It is known in the art that unwanted electromagnetic radiation can be absorbed by organic dyes or by inorganic colorants impregnated in a substrate material. U.S. Pat. Nos. 4,935,166 and 4,106,857 disclose absorption filters utilizing organic dyes and inorganic colorants, respectively. The principal disadvantage of the dye approach is that peaks of maximum absorption cannot be tuned to coincide exactly with emission wavelengths of the unwanted monochromatic radiation. The spectral distributions of absorbing visible colorants are generally slowly varying with wavelength and tend to lack the sharp cuton and cutoff profiles that are essential for obtaining high photopic efficiency. Absorption filters utilizing organic dyes cannot be design engineered to operate at any selected wavelength to provide a high degree of optical density, and they have not generally provided narrow rejection bands for unwanted radiation sources. As a result of these factors, the visual photopic transmittance response of dye based laser rejection filters must be sacrificed in order to achieve high optical densities required to absorb unwanted radiation and provide eye protection. It should also be noted that the radiation absorbed by a dye material is usually dissipated in the form of heat or fluorescence or by photochemical reactions within the material. Under some circumstances of exposure to high energy radiation, this can lead to damage of the dye material which no longer shields the user from the potentially hazardous optical radiation sources.

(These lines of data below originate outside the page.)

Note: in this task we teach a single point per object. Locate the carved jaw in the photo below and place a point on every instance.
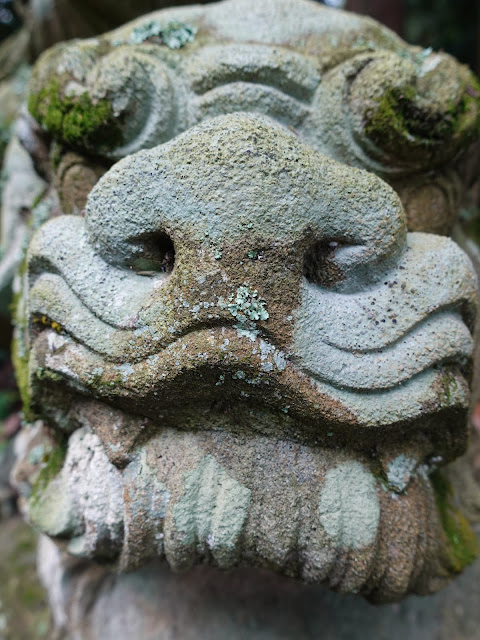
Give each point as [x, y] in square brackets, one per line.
[299, 327]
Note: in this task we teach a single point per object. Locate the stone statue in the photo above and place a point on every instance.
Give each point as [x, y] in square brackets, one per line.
[230, 350]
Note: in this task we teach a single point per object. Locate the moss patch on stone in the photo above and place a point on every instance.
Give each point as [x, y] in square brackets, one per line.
[398, 119]
[462, 547]
[24, 611]
[20, 366]
[51, 465]
[77, 121]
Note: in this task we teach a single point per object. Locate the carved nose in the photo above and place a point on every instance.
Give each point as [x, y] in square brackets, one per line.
[242, 186]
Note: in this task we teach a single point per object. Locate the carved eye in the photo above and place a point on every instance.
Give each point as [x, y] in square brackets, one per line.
[154, 253]
[414, 111]
[319, 265]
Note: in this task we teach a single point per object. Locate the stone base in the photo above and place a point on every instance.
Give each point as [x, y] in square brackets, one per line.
[206, 604]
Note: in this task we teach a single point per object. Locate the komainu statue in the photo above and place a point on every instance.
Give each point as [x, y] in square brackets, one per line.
[240, 340]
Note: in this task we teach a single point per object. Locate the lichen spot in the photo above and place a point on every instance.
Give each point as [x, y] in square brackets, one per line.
[349, 508]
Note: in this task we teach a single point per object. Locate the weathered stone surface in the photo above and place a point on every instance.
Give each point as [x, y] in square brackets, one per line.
[351, 88]
[231, 352]
[276, 368]
[206, 604]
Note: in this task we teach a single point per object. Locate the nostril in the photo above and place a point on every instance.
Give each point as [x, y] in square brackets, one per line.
[319, 265]
[154, 253]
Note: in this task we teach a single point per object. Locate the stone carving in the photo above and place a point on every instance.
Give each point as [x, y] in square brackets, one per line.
[349, 87]
[240, 357]
[230, 350]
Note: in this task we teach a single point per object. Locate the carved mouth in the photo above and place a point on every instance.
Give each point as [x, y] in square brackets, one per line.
[367, 378]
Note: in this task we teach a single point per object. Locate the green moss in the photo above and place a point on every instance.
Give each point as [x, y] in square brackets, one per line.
[398, 119]
[462, 547]
[8, 400]
[76, 120]
[174, 35]
[52, 464]
[20, 366]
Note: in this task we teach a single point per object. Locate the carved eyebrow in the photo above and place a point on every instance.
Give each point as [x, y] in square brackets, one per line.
[275, 66]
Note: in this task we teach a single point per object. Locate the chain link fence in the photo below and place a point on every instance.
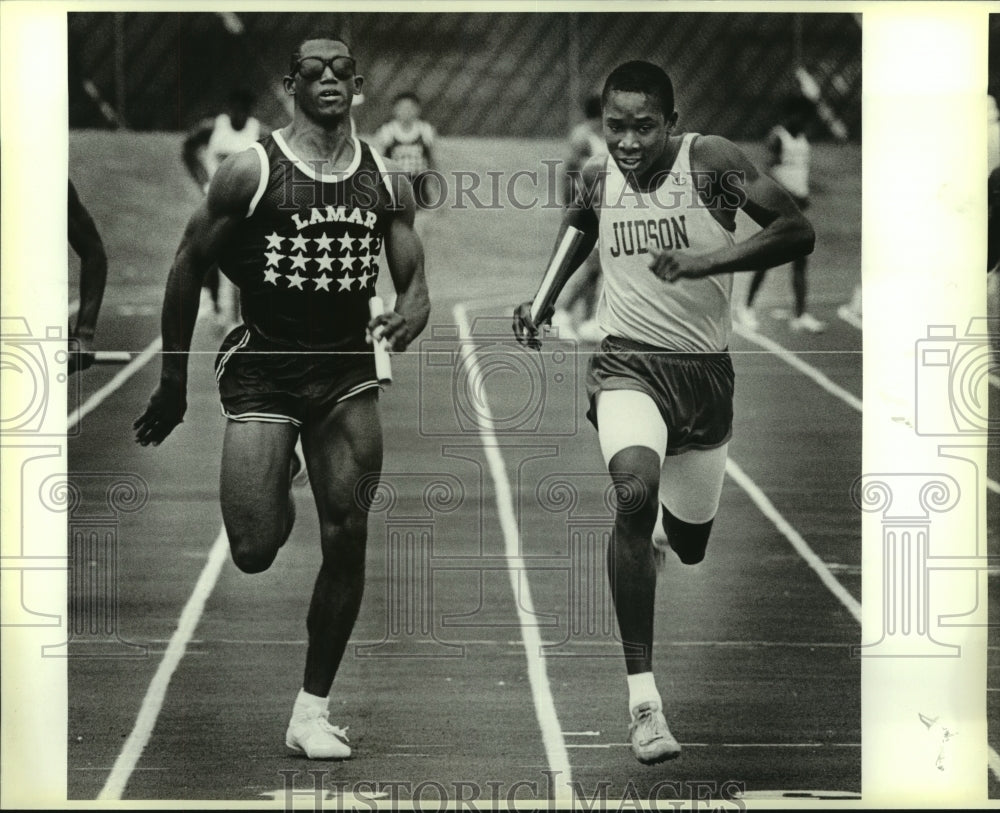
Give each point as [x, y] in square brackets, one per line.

Rugate filters are disclosed in U.S. Pat. Nos. 4,837,044, and 4,915,476. These filters use graded (inhomogeneous) multilayers of dielectric thin film materials, typically mixtures of inorganic silicon dioxidesilicon nitride (SiO.sub.2 --Si.sub.3 N.sub.4), mixed zinc sulfide-selenide, or aluminum arsenide/gallium arsenide on an optically transparent support. However, these types of filters have proven difficult to manufacture outside of the laboratory.
Certain minus filters are known in the art. U.S. Pat. No. 4,896,928 discloses multilayers of homogeneous inorganic oxides in thin film structures on an optically transparent or partially absorbing support. Typically such filters are not efficient in providing ultra narrow reflection bandwidths for the rejection of unwanted electromagnetic radiation.
Plasma polymerization of certain polymeric materials including hexamethyl disiloxane, structure, properties, and variation of refractive indices with deposition conductions are disclosed in Herman V. Boeing, "Fundamentals of Plasma Chemistry and Technology", Technomic Publishing Co., Inc., Lancaster, Pa., 327-332 (1988); J. J. Beulens et al., Journal of Applied Polymer Science:Applied Polymer Symposium 46 91-108, 209-242, 527-540 (1990).